Our strategy for cancer remains anchored in the ambitions for early diagnosis and survival set by the NHS Long Term Plan. This consistent purpose has been vital during a period when the NHS has faced unprecedented turbulence as a result of the pandemic and industrial action.

Whilst good progress has been made in the past five years, delivery will need to accelerate to realise our ambitions. This was always part of the plan as more of the interventions, many of which have started off only as ideas or pilots since the publication of the Long Term Plan, begin to be rolled out more widely. Evidence from other jurisdictions suggests that continuity of strategy is important in securing improvements in survival, and the NHS remains committed to the strategy that it set in 2019.

Looking to the next five years, the challenge will be to maintain and accelerate this progress in the face of growing demand and financial challenges. Cancer services will need to play their part in delivering on the NHS’s commitment to maximise productivity and value from day-to-day operations and planned care.

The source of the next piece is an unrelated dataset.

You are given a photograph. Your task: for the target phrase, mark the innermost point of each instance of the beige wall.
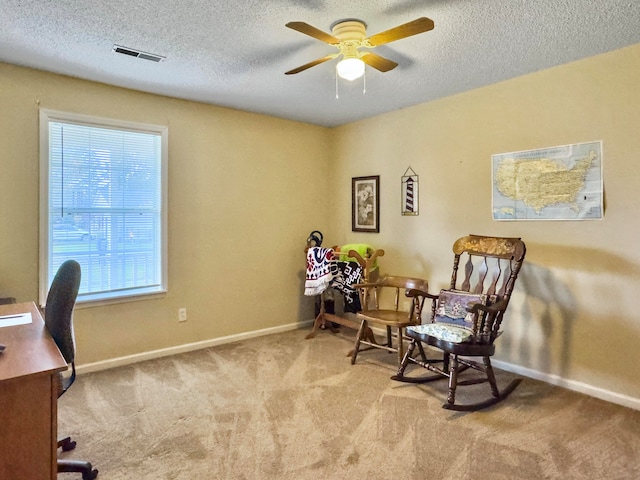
(246, 189)
(575, 317)
(244, 192)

This is likely to mean an increased focus on:

  • improving access to primary care and how we triage people at the very start of their cancer pathway, so that we can direct people more efficiently to appropriate care
  • targeting resources more effectively at disadvantaged areas where rates of early diagnosis are lower, and at people who are at greater risk of cancer
  • harnessing new technology and artificial intelligence to manage increasing demand in areas like mammography and dermatology more efficiently
  • exploiting genomic testing and circulating DNA to streamline the diagnosis and treatment of lung and other cancers
  • continuing to trial and accelerate the take up in clinical settings of innovations so that NHS patients are among the first to benefit
  • working in tandem with the Office for Life Sciences (OLS) cancer mission to ensure the NHS is the best partner for research in diagnostics and treatment, and actively testing and adopting the most cutting-edge technology from around the world

This future vision is already becoming the part of the day-to-day reality in cancer services. Even in the current financial year, we expect to see:

  • the completion of the extension of the bowel cancer screening programme to people aged 50, and the first steps towards increasing the sensitivity of the test
  • 10,000 people with suspected non-small cell lung cancer receiving genomic testing to speed up their diagnosis and support the identification of the most appropriate treatment
  • the first findings from the new clinical audits covering ovarian, pancreatic and kidney cancer, non-Hodgkin lymphoma and primary and secondary breast cancer
  • the expansion of targeted lung heath checks to over a third of the country as a stepping stone to becoming a national targeted screening programme by 2028-29
  • the first NHS patients recruited through the Cancer Vaccines Launch Pad receiving a personalised cancer vaccine as part of clinical trials

Our ambitions for improving early diagnosis and survival were always something that the whole cancer community could get behind. It is this unity of purpose and collaboration within the cancer community that will give us the best chance to deliver the step change in cancer diagnosis and outcomes that we all want to see.